Ah Fuck I am so broke that I am counting my change. I am so broke that I am blogging about counting my change. I am far to broke to be comfortable. If you are a regular client, if you have been wanting to play, if you just like my writing and would like to donate money to my tuition / suicide prevention fund now would be a great time to do it.
I am no stranger to trolling for a buck. I have been in the sex industry for long enough that I’m not amused by mentioning how long it has been. It is a time from that has crossed the threshold of “she knows what she’s doing” level of experience and become something more like “Geez why is she still doing this?”
The fact of the matter is that I am still doing this, trying to muster up enough money to pay my bills and get through school. Granted I have finished college and because I am so good at school I want to get a PhD. Bully for me. I’m sure that to a lot of the people who no longer speak to me because of this decision I must seem like a spoiled brat. I’m not.
Today I am counting my change. I don’t have any more matte, my preferred caffeinated beverage, though last year I bought several kilos of black tea, it’s too jittery for my liking and I can’t drink it without soy milk and sugar. I have some sugar but I’m out of soy milk. I’m gonna count up my change and go buy some soy milk. I don’t have (and haven’t had) enough money to do my laundry in months. It’s in the back of my car, a purchase that I had to suck up and make as socal was simply dehumanizing without one. My car is bigger than my apartment so for the time being it is my laundry room.
Back to my lack of mullah. Grad school is a level of poverty that I’m not sure I can cope with. I can’t afford food so I’m 50 lbs lighter than I was a year ago. Woo Hoo – smart and skinny. If you are at all interested in the horrible economic situation in California you might be aware that a lot of money was cut from our school system. Almost 600 million dollars – cut. Fuck. I’m a thousand dollars short of my tuition. I have to have it by Friday. I don’t have any food. My laundry is filthy – I’m in fact wearing the same pair of socks that I put on (dirty) Monday. The situation is fucking disgusting. I feel like I am living in a third world country. I am currently sitting in a coffee house, using the internet connection because I can not afford to have service in my apartment, and I feel like they are gonna catch on to the fact that I am simply reusing the paper cup. I live close by so I have been refilling the cup with tea from home, using it as a VIP pass to sit in the coffee house for hours on end. I don’t even have enough money to buy a cup of tea in a coffee house. This is truly awful.

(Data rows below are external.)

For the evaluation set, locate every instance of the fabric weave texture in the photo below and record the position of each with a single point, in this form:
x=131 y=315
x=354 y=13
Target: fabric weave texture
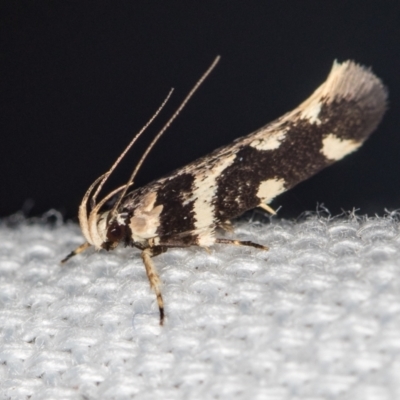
x=315 y=317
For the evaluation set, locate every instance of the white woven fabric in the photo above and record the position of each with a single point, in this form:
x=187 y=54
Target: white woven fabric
x=316 y=317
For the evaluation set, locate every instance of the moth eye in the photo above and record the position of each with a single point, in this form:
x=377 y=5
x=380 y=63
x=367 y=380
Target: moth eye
x=115 y=232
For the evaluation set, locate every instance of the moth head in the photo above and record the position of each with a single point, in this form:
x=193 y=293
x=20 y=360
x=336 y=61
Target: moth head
x=101 y=229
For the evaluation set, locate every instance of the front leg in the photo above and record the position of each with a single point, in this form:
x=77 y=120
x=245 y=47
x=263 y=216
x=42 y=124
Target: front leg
x=152 y=275
x=241 y=243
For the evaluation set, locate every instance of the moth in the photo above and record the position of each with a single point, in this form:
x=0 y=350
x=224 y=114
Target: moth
x=191 y=205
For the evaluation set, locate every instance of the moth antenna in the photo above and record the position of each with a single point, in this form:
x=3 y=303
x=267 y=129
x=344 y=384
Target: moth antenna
x=82 y=213
x=122 y=155
x=166 y=126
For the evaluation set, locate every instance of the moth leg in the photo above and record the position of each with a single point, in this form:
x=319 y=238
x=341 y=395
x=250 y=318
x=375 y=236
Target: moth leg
x=78 y=250
x=154 y=279
x=267 y=208
x=241 y=243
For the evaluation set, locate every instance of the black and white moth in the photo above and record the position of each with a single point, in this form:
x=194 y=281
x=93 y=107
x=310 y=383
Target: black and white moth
x=190 y=205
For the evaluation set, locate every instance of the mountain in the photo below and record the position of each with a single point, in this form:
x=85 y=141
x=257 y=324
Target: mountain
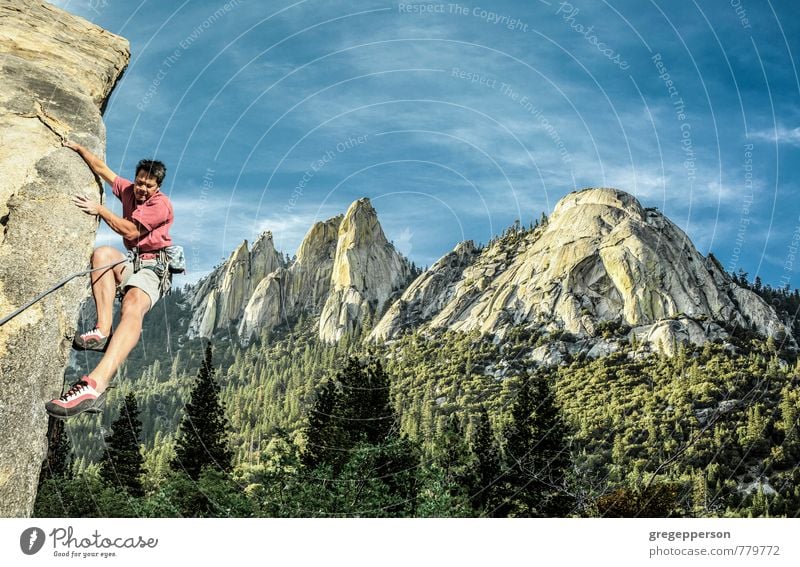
x=345 y=272
x=219 y=300
x=367 y=273
x=601 y=259
x=56 y=74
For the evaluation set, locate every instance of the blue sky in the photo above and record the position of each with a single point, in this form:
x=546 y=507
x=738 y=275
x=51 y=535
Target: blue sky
x=456 y=119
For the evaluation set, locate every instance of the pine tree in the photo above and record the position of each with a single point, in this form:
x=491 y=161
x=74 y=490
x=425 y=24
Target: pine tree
x=349 y=409
x=488 y=465
x=203 y=431
x=536 y=455
x=122 y=464
x=57 y=463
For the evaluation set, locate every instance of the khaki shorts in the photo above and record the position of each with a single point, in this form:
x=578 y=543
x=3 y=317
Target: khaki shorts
x=145 y=279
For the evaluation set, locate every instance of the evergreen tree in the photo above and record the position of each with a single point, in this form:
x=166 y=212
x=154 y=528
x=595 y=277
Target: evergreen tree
x=352 y=408
x=203 y=431
x=122 y=464
x=488 y=465
x=57 y=463
x=536 y=456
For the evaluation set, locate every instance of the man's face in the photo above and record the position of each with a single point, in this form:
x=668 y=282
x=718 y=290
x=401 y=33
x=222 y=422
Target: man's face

I think I’m pretty hip, though I have no friends and my family won’t talk to me. I’m smart and skinny. I’m well read and can make you feel intellectually inadequate. My perversions are world class. Why then am I so fucking broke? Do I have a drug habit? I wish. I have an education habit. I could spend my time being a good internet dominatrix – hanging around waiting to prey upon the next submissive who appears, but I’m reading a ton of feminist and linguistic theory instead. I read over twenty books this week, wrote a pretty stellar paper about the patriarchy inherent in the USAmerican English language and on Friday I have to go tot the cashiers office with a thousand bucks I don’t have. Wanna support my education habit? Wanna take me to the grocery store? Wanna be pissed on at the beach this afternoon? Something – anything to amuse me, distract me from my hunger – something.
Anyone got a bone to toss my way?
I know that the Christmas fucking decorations just went up which means that your fucking offspring are gonna get to believe in Santa and that I am gonna end up stealing food before the year is over. I really don’t want to have to steal food. That might be my breaking point.
I’m pretty sure that I am suffering from some sort of malnutrition. I ran out of vitamins a couple weeks ago. I am tired and dizzy and sometimes my vision gets a little blurred. But school is great.
Is this what it takes to acquire an education in this country? Hunger? Really – wow. I am horrified and scandalized to my very core. My parents are not interested in helping. They never gave me a dime for school. I paid for my private liberal arts education by myself. I have a mountain of debt and a love of learning. Loving school is not very highly valued in this nation, I fear it is even lower in national values that being an artist is – at least if you are a performance artist you are fostering the nationwide acceptance of cultivating your personality and potentially becoming famous. This is what we value – the quest for pointless fame. If we should want to read, question the power structure, if we want to become a nation of well educated individuals I suppose then that we deserve to be hungry.
That is what I am learning in graduate school.
So how bout it – wanna take me to the supermarket and the laundry mat?